English 1050: Thought and Writing
ENGL 1050 is a 4-credit freshman level course in which students develop their understanding of the ways that writing is situated in both local situations and the mediation of historically-provided tools and practices. Students produce a range of academic and non-academic texts, applying knowledge of composing processes, rhetorical strategies, genre requirements, and textual conventions such as grammatical structure, style, and visual/structural design. Students also learn to analyze and map the different components of literate activity (production, representation, distribution, reception, and socialization) and to produce texts that take into account the complex interactions of these components in specific writing/composing tasks.

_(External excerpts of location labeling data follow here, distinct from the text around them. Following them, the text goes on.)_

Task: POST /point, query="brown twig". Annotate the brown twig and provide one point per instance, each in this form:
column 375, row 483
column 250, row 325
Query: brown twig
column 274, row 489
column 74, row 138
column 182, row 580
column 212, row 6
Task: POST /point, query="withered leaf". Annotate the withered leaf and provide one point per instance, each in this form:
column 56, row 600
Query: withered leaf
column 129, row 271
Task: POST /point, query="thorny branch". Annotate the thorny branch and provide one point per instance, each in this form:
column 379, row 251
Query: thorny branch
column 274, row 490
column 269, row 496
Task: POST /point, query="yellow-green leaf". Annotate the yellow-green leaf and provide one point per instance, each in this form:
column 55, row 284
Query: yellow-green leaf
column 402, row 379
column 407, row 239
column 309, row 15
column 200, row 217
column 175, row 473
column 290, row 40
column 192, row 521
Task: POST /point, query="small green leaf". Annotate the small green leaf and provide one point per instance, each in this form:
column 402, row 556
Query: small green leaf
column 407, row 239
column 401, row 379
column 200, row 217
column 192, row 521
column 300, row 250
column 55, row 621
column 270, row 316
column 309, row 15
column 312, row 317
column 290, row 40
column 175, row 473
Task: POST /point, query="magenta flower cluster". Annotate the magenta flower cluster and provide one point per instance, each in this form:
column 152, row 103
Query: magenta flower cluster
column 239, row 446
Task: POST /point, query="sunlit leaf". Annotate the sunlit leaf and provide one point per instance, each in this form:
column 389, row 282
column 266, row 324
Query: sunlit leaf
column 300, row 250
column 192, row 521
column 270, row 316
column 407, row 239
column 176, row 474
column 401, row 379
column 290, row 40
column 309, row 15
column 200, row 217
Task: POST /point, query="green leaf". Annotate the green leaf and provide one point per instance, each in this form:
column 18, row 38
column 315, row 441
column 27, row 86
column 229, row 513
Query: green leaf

In this class, students will complete four major projects while learning from various required readings, in-class activities, and additional regular assignments. Students will begin by focusing on basic writing technique while practicing using the elements characteristic of a particular genre to support a thesis. Students will then focus on improving their skill in persuasive writing. Students will next learn how to perform research and how to integrate research ethically with their own writing. Finally, students will use everything they have learned over the semester to write a research essay presenting an original thesis using a persuasive integration of research and their own analysis. By the end of the semester, students will have developed a multitude of writing skills that they will be able to use in any future writing context.
- To learn how to synthesize research and analysis into support for a strong thesis while considering and responding to opposing views.
- To learn how to find quality sources of information through research, both online and in the library, and how to cite and integrate the work and ideas of others ethically.
- To learn how to identify and then use the elements of a genre in order to become a more successful writer.
- To learn how to avoid cliché phrases and mechanical errors while crafting organized yet dynamic sentences and paragraphs appropriate for your genre, audience, and voice.
Time/Day: 2:00 pm-3:40 pm. MW
Room: Dunbar Hall, Room 4207
Final Exam: April 28th. 12:30 pm-2:30 pm
Instructor: Mr. Luke McCarthy
Office: Sprau Tower, Room 714
Office Hours: Mondays from 4:00-5:00
More office hours are available upon request.